Recipe #3: Fresh Mushroom, Spinach and Red Pepper Quiche

Who doesn’t love a good quiche? This versatile dish is perfect for breakfast, lunch or dinner – seriously! Plus, this flaky homemade crust is so easy to make, you’ll be saying bye to processed, premade crusts. Serve this at with fresh orange juice at weekend brunch to wow your family and friends. 
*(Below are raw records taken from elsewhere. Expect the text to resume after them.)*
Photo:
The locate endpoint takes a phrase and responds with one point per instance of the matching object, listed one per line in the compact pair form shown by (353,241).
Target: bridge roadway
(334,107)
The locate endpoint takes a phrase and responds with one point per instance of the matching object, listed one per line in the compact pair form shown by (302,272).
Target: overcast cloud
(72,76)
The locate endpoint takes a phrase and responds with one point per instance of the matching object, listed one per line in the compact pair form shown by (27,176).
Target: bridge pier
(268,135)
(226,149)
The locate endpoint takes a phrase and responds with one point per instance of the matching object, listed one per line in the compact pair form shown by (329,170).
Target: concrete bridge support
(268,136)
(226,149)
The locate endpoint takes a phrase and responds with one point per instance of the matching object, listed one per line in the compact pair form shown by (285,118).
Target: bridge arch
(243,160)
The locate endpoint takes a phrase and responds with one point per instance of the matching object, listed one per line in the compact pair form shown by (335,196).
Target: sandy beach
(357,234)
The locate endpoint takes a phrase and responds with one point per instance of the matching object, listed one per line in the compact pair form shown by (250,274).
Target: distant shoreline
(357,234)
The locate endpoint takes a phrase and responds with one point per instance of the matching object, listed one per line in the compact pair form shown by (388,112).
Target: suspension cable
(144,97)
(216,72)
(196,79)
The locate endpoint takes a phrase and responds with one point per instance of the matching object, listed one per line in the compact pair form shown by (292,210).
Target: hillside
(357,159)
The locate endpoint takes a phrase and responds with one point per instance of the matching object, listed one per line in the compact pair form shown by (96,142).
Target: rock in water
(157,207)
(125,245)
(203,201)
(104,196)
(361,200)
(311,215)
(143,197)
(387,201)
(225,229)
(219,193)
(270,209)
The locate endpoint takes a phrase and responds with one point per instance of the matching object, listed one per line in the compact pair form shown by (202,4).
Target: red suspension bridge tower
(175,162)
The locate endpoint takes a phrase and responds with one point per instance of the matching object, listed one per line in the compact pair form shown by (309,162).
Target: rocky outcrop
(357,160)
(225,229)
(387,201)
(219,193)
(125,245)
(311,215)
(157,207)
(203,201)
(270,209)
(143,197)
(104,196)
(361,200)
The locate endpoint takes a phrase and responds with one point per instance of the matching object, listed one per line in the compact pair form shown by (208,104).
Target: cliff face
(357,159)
Ingredients for homemade crust for 4 servings:

  • 1 cup flour
  • 1⁄2 tsp. salt
  • 1/2 tsp. Italian seasoning
  • 1⁄4 cup oil
  • 1⁄4 cup ice water

Directions:

  1. Preheat oven to 400 degrees. Mix flour, salt and Italian seasoning together in bowl.
  2. In separate bowl, add oil and ice water together, then beat with fork to thicken.
  3. Add water and oil mixture to dry ingredients and mix to form dough. If mixture is too sticky, add more flour, or if it’s too dry, add a small amount of water.
  4. Press the dough into a 9-inch pie pan.
  5. Bake the crust for five minutes without quiche filling added.

Filling ingredients:

  • 1 package white mushrooms
  • 1 red pepper, diced
  • 1/4 cup diced white onion
  • 1 cup of spinach, sliced
  • 6 large eggs
  • 4 oz. feta cheese
  • 1/2 cup cheddar cheese
  • 1/2 tsp. minced garlic
  • 1/2 tsp. salt
  • 1/2 tsp. pepper

Directions:

  1. While crust is baking, wash mushrooms, then slice into bite-sized chunks.
  2. Dice red pepper and onion. Slice spinach into smaller pieces, if desired.
  3. Lightly beat eggs together, progressively adding mushrooms, red pepper, onion, spinach, cheeses and garlic to the mixture.
  4. Pour mixture into the crust once pre-baking is finished, then sprinkle salt and pepper on top.
  5. Bake quiche for 40 minutes, or until crust is golden brown and filling is completely cooked.

pesto sliders

Recipe #4: Pesto Sliders

The key to having a tasty sandwich? Choosing the right bread and having fresh ingredients! This artisan-style sub makes for a quick, easy lunch or light dinner. Pair it with a cold brew coffee to take the gourmet café vibe to the next level.

Ingredients:

  • 1 package, ciabatta rolls
  • 1 log, fresh mozzarella
  • 1 tomato, sliced
  • 1 tbsp. pesto
  • 8 oz. bag of arugula

Directions:

  1. Pre-heat oven or toaster oven to 425 degrees.
  2. Slice ciabatta roll, if needed. Spread 1 tbsp. of pesto on the inside of the “top” roll.
  3. Slice cheese log into 1-inch slices.
  4. Layer cheese, tomato and arugula on sandwich as desired.
  5. Toast sandwiches until rolls are golden brown and cheese is melted.

MedExpress Pro Tip: Slice these sandwiches in half to use as an appetizer or finger food at parties, or serve with soup or salad for a heartier option.  

Going meat-free doesn’t mean you have to compromise on flavor. Try adding in meatless meals to your lunch or dinner and see just how good plant-based foods can taste.